Encouraging researcher to publish study protocols, regardless of study design, specifying all phases of the studies could assist in this process and allow future reviewers of a manuscript to be able to evaluate the presented findings more accurately.

The regulation of smartphone-based monitoring is opaque, and whether or not a smartphone-based monitoring system should be considered a medical device or not is unclear. However, the main concern to address continuously when using smartphones for monitoring and treatment in bipolar disorder should be the patients’ safety. Safety of data storage and encryption need careful considerations. Furthermore, ethical issues concerning providing and obtaining adequate informed content from participants, information quality in monitoring apps, personal privacy, and legal and cultural differences between nations are just some of the many important factors that needs to be addressed continuously when including patients in studies using smartphones for monitoring (Torous et al. 2017; Bauer et al. 2017).

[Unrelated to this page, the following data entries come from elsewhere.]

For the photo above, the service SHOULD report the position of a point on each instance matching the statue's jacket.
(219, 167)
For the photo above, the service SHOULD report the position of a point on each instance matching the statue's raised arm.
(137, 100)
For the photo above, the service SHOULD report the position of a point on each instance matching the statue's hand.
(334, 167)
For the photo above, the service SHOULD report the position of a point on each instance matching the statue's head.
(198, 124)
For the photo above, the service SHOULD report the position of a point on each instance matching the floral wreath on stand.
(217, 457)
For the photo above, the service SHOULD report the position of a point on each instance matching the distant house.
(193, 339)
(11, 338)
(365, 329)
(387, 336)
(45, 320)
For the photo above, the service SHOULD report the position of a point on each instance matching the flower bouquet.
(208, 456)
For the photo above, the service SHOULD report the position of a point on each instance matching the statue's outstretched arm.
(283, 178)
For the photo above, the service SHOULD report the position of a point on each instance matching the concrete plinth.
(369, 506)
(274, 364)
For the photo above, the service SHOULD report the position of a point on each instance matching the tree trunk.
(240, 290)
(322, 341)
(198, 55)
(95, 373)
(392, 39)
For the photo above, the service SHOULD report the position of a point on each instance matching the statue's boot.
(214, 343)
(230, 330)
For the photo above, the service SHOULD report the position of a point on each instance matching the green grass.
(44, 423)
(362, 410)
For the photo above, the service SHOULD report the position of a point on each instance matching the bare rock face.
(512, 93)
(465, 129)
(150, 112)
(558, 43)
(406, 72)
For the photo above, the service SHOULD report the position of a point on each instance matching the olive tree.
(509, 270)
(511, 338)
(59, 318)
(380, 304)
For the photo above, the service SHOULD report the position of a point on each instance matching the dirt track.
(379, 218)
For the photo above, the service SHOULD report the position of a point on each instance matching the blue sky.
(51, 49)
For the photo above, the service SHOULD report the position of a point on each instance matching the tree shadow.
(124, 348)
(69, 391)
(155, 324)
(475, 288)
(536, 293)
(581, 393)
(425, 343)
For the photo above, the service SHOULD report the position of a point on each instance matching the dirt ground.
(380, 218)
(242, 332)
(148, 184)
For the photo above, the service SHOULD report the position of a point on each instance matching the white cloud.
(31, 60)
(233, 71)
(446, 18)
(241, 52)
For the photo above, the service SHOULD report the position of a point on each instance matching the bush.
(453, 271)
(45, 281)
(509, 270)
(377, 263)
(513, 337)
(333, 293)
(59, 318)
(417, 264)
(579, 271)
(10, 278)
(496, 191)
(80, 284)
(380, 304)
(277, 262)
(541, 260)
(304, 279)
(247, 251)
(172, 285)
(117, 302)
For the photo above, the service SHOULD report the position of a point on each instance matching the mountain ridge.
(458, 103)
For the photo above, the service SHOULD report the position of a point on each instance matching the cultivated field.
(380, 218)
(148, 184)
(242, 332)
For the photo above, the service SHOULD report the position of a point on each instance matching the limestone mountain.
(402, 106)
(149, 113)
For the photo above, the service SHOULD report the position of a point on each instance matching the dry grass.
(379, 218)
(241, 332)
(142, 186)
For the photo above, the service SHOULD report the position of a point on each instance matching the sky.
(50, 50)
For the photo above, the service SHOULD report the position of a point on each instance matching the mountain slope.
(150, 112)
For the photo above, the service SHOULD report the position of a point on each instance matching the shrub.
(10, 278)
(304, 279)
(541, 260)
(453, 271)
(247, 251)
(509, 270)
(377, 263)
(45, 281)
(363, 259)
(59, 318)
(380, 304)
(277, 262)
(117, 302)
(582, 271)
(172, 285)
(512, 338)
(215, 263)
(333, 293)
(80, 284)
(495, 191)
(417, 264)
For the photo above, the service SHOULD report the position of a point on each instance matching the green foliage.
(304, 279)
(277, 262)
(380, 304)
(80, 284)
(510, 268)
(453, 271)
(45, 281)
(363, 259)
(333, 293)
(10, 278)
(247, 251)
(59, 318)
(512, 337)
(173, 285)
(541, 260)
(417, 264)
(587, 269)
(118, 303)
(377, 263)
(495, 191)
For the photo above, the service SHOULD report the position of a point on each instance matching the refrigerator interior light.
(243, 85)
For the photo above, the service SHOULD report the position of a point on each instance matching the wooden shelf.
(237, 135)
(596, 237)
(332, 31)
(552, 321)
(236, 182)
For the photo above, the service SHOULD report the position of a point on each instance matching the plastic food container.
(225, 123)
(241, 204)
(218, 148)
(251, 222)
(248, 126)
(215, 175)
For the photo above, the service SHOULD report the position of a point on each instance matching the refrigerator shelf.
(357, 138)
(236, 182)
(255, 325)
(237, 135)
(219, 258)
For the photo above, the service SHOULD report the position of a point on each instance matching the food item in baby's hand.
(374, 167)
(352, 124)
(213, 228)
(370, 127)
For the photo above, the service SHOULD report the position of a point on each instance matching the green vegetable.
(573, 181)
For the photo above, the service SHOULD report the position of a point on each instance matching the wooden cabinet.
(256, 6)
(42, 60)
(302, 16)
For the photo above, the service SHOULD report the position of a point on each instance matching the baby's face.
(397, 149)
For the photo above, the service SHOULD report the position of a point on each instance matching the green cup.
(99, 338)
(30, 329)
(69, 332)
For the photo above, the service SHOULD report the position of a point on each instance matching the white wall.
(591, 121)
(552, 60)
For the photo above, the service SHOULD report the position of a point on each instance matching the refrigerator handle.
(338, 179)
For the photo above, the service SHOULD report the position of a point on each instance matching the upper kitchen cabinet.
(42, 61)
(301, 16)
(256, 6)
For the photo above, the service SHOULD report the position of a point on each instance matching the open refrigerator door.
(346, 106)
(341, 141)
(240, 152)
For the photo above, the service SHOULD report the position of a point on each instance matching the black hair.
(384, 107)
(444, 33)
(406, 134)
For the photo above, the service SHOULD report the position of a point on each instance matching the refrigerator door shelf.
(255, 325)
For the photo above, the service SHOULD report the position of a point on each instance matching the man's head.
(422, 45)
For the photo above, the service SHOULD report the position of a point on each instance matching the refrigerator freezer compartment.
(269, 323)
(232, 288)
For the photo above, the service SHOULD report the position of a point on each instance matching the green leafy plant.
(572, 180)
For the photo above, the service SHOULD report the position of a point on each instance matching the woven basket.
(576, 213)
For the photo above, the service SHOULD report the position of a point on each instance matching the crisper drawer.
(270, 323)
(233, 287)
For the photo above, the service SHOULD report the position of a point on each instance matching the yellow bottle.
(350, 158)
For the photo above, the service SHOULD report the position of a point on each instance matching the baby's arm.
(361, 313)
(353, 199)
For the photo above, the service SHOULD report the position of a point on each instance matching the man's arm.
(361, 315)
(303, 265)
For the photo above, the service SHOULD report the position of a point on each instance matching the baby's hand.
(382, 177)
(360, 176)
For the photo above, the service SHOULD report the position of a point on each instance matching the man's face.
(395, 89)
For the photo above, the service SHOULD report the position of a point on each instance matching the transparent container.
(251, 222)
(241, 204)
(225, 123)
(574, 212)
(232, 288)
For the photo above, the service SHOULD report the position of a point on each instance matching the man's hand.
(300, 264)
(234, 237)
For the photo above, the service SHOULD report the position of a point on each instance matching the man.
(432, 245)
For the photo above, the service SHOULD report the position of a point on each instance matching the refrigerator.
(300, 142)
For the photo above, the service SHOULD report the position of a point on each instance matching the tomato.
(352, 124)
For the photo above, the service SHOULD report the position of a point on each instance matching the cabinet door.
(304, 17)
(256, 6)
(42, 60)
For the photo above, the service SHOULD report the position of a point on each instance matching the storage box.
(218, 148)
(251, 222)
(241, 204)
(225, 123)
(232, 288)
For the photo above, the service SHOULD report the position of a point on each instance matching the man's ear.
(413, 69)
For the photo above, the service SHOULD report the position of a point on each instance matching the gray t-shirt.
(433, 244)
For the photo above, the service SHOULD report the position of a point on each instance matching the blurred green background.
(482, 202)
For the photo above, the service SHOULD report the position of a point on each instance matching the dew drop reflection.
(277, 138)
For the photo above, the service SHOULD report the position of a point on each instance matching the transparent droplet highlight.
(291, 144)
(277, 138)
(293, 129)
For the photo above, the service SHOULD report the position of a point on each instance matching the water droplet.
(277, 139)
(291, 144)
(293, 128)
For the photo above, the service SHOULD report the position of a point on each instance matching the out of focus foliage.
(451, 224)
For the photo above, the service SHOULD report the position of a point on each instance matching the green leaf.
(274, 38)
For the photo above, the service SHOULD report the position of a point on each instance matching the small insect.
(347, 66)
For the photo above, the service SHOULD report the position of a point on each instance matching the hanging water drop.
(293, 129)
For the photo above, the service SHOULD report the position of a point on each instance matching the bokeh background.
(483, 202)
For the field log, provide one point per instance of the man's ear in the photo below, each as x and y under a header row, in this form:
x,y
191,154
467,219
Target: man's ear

Although the present paper concerns the use of smartphones for objective monitoring in bipolar disorder, it should be emphasized that currently there is a lack of randomized controlled trials investigating the possible positive, negative, and neutral effects as well as economical evaluations of smartphone-based treatment interventions (Faurholt-Jepsen et al. 2015a; Depp et al. 2015; Bilderbeck et al. 2016).

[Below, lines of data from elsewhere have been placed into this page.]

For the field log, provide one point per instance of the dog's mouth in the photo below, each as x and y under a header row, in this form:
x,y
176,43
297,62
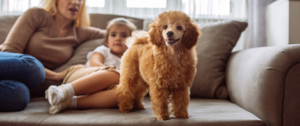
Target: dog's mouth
x,y
172,41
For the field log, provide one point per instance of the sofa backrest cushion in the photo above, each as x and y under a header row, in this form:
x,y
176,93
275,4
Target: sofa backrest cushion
x,y
213,50
6,23
97,20
101,20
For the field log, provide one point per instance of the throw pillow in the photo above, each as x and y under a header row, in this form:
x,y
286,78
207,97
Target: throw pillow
x,y
213,50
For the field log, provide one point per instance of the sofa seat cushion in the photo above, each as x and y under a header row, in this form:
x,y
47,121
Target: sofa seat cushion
x,y
201,112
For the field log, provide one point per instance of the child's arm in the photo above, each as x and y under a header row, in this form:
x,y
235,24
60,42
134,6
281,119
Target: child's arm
x,y
97,60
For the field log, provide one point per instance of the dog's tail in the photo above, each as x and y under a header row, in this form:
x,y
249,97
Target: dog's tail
x,y
138,37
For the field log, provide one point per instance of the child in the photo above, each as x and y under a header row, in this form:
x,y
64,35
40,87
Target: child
x,y
95,86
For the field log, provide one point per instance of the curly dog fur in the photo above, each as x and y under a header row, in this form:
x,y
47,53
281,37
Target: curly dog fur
x,y
164,60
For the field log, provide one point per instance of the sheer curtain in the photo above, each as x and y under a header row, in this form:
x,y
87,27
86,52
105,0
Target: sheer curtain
x,y
201,11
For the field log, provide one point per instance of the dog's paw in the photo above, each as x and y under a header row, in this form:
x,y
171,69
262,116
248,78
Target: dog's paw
x,y
182,116
124,110
162,118
139,107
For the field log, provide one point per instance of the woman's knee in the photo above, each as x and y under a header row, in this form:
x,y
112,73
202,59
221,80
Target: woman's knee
x,y
34,68
14,96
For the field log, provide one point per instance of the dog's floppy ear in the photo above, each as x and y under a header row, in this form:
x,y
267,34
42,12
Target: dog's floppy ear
x,y
155,34
191,35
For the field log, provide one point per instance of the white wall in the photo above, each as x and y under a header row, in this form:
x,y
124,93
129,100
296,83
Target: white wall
x,y
283,23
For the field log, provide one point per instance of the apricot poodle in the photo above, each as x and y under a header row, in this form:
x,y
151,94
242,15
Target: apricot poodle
x,y
163,59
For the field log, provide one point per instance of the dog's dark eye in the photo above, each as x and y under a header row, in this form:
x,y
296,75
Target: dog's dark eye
x,y
179,27
165,27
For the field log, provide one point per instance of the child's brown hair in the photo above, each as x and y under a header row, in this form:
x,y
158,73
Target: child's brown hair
x,y
120,21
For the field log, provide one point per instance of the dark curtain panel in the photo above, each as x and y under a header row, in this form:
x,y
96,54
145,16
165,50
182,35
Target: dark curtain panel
x,y
257,23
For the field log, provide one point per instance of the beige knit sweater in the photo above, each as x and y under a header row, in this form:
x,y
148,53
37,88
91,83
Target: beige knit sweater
x,y
35,33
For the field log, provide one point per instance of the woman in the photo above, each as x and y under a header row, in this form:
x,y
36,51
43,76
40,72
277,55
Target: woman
x,y
40,41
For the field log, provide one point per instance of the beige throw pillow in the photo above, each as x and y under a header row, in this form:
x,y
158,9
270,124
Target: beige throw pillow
x,y
213,50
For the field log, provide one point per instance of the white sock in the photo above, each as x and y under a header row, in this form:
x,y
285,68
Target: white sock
x,y
69,104
59,94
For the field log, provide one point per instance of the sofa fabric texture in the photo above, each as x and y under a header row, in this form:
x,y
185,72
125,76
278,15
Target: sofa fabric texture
x,y
213,50
264,81
262,85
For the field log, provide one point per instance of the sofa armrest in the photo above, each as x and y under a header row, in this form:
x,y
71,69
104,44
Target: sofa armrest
x,y
266,82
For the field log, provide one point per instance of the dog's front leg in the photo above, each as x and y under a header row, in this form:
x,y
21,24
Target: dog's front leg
x,y
180,101
159,100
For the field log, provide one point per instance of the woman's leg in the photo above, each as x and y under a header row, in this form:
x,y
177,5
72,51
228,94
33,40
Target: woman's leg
x,y
14,96
21,67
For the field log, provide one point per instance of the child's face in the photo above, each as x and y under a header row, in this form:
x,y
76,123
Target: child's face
x,y
116,39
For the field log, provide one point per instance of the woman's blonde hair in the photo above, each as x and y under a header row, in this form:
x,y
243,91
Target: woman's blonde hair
x,y
120,21
82,19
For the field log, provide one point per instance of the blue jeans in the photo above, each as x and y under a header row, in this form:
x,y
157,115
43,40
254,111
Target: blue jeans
x,y
18,72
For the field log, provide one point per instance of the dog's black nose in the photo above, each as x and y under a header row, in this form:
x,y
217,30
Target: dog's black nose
x,y
170,33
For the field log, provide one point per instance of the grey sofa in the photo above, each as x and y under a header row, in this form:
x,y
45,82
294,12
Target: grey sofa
x,y
263,86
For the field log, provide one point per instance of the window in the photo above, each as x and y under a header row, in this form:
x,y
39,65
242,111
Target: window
x,y
206,7
95,3
146,3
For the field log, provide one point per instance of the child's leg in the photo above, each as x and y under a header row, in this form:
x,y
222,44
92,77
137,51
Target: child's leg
x,y
95,82
88,84
98,100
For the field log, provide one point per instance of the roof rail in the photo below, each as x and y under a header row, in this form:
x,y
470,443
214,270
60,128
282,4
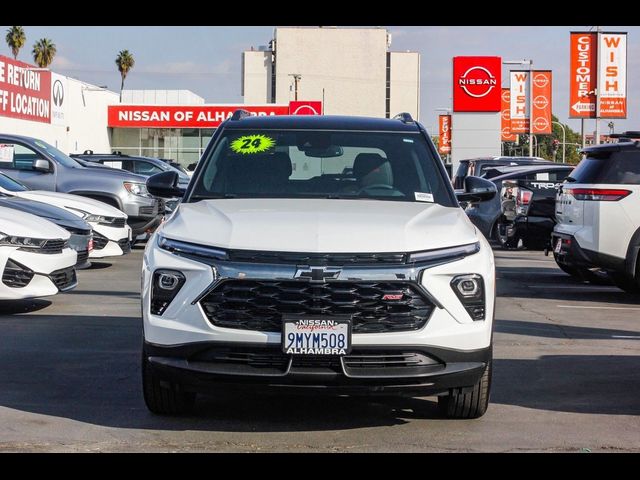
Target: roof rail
x,y
404,117
240,114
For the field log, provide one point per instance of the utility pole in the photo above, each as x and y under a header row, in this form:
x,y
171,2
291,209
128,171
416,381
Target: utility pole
x,y
598,87
564,139
296,79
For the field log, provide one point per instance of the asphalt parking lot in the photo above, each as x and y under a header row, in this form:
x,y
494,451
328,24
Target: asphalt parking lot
x,y
566,378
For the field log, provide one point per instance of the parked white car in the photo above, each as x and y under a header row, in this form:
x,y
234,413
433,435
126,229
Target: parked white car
x,y
319,254
35,257
111,234
598,214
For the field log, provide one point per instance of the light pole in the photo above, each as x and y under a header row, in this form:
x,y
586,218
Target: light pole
x,y
530,95
564,138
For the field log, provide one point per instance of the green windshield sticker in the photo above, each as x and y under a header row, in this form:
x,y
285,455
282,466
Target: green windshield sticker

Finally, other studies have investigating the feasibility, usefulness and adherence of different smartphone-based monitoring systems (Bardram et al. 2012; Hidalgo-Mazzei et al. 2016b; Saunders et al. 2017), but have not investigated the validity, sensitivity and specificity of automatically generated objective smartphone data. Interestingly, protocols on studies including collection of automatically generated objective smartphone data and clinically rated symptoms have been published and are currently ongoing (Ritter et al. 2016; Hidalgo-Mazzei et al. 2015a; Faurholt-Jepsen et al. 2014b, 2017). Thus, future studies may hopefully be able to clarify some of the issues addressed in this paper.

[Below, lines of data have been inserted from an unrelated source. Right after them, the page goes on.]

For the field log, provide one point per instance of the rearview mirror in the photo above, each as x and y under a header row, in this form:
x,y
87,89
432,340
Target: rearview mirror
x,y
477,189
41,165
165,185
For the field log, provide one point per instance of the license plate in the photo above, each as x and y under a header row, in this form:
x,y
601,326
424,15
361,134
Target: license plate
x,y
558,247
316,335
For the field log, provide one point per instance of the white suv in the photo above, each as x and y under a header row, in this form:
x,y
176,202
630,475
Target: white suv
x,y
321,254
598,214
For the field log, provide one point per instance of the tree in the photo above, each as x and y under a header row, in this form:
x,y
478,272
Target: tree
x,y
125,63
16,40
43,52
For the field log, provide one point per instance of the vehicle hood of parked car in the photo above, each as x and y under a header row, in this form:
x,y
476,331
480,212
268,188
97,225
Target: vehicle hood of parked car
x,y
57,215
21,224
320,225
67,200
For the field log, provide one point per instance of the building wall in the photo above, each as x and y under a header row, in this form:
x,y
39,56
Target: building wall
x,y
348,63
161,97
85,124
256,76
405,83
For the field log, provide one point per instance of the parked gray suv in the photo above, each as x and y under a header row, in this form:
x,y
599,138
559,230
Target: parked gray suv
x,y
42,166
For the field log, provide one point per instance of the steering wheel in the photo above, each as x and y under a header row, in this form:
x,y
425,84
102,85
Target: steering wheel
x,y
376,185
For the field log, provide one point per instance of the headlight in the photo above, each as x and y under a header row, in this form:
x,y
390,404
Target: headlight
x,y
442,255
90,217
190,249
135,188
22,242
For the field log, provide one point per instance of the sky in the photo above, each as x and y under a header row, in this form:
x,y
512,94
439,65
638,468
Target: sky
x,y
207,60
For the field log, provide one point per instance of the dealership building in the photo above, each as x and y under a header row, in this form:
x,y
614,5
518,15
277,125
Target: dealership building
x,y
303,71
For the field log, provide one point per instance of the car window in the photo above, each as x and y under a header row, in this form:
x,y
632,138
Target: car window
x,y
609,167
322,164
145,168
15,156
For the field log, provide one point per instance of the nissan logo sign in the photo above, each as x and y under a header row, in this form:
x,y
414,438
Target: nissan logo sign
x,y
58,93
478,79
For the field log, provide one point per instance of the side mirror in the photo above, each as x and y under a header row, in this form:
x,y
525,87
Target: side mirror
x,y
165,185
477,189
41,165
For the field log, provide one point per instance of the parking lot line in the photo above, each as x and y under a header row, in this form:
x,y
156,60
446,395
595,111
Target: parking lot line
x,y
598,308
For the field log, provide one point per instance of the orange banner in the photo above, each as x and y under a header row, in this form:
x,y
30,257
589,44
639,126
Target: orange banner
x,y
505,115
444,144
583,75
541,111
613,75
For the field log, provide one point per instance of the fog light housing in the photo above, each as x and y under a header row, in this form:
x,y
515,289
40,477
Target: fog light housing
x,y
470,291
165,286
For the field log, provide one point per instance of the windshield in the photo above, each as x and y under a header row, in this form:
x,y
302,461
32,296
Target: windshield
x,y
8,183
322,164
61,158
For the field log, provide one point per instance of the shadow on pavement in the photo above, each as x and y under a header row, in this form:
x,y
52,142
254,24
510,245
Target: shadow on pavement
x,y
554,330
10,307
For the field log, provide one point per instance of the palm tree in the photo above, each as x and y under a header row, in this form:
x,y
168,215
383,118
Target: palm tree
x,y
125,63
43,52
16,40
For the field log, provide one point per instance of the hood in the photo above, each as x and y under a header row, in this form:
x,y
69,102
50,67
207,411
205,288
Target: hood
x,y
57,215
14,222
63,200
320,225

There is a relevant diversity of smartphones on the market in which there are embedded diverse and dissimilar sensors and permissions to capture passive information (for instance, the iOS has more restrictions than the Android operating system). To overcome this issue, research groups around the world using smartphones for objective monitoring in bipolar disorder are trying to communicate with IT companies regarding getting access to uniform detailed automatically generated objective smartphone data in future studies. Hopefully, research groups will be able to collect the same passive information and amount of automatically generated smartphone data from all the operating systems. However, technical assistance to ensure uniform analyzable datasets of accurate information from which it would be possible to extract clinically meaningful conclusions will be necessary.

Conclusion

Based on the current published literature on automatically generated smartphone data, it is still too early to evaluate which of the automatically generated objective smartphone data or combination of these that best correlate with levels of depressive or manic symptoms or classify affective states. Despite the seemly appeal and ease of use of automatically generated objective smartphone data in the monitoring of illness activity in bipolar disorder, further studies of high methodological rigor including larger samples of patients presenting with severe depressive and manic symptoms addressing confounding factors in the analyses are needed before being implemented as a standard monitoring tool.